Large pub groups focus on ‘efficient-to-operate’ units to offset operational pressures

The operational pressures now heaped on large pub groups is prompting many to focus on “purpose-built” sites that they can control more closely when seeking expansion.  

That’s according to property specialist Christie & Co, which has released its latest assessment of the pub market following a busy first six to seven months.

Paul Chaplin, head of pubs and restaurants and Christie, said that following decades of contraction, pub supply is now broadly balanced with good demand, with the rate of pub closures having stabilised to nearly nil, despite negative publicity to the contrary.
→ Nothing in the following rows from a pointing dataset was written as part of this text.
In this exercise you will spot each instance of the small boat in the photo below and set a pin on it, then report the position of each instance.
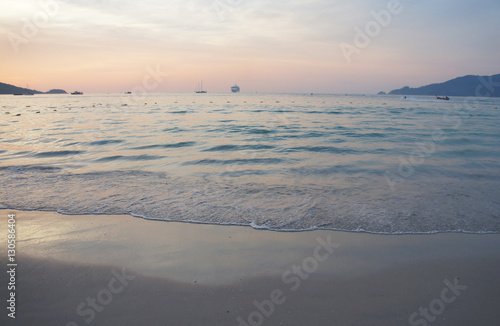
(200, 88)
(235, 88)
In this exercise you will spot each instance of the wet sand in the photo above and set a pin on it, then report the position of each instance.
(121, 270)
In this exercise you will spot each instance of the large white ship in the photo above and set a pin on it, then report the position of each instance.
(235, 89)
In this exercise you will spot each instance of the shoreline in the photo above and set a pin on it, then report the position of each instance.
(196, 274)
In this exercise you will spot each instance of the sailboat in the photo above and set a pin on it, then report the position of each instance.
(200, 90)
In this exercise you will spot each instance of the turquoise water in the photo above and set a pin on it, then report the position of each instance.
(283, 162)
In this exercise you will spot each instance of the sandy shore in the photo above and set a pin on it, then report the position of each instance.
(121, 270)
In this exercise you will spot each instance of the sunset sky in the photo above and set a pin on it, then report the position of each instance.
(286, 46)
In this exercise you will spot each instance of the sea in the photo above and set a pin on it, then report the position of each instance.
(280, 162)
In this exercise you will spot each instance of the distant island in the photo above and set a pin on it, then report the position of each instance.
(461, 86)
(11, 89)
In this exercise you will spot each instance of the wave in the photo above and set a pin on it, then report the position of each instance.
(350, 205)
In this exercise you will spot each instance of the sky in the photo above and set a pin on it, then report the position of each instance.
(272, 46)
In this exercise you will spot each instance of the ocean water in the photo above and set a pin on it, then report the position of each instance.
(378, 164)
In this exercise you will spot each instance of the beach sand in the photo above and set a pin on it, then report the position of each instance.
(121, 270)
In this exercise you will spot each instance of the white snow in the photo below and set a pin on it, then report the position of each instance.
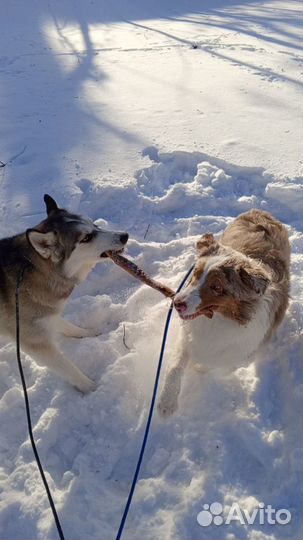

“Christie & Co has continued to see confidence manifest in investment, as established operators from industry stalwarts, such as Marston’s, McMullen & Sons and Everards continue to build new pubs,” he said. “With operational pressures having increased, it is these purpose-built, efficient-to-operate units that many of the bigger players consider to be the future of the sector.”

At the other end of the market, meanwhile, the private free house segment has continued to bounce back, with some return in lifestyle buyers.

“Growth aspirations amongst the most successful of these smaller operators has seen the number of multiple operators grow, many of whom continue to drive demand from a transactional perspective through their thirst for expansion,” remarked Mr Chaplin. “Private equity and investor interest remains strong, with those familiar with the sector able to differentiate between the well-publicised challenges faced by the restaurant sector and a vastly more structurally resilient pub sector.”

Looking ahead, Mr Chaplin said that overleveraged and underinvested businesses are still at risk and some casualties are still expected in the second half of the year and into 2019.

But he added that, generally speaking, top lines have continued to perform well, which has allowed leading operators to hold bottom-line profitability flat or even make marginal gains on a like-for-like basis.

“A number of businesses are operating defensively and looking to hold margins flat through the remainder of 2018. The most successful are targeting marginal EBITDA growth, which combined with some movement in multiples could result in an increase in asset prices of between four and eight per cent for the year.

“This growth is anticipated across the regions, driven by expanding multiple operators. The focus for many of these fast-growing businesses will remain on the talent agenda, namely recruiting and retaining the right talent to sustain their growth, and in doing so build a culture that allows their businesses to thrive.”

He concluded: “As we move into 2019, eyes will be focused on the National Living Wage’s April 2019 uplift and the still incredibly uncertain impact of Brexit, although long term prospects for 2020 and beyond are currently very positive.”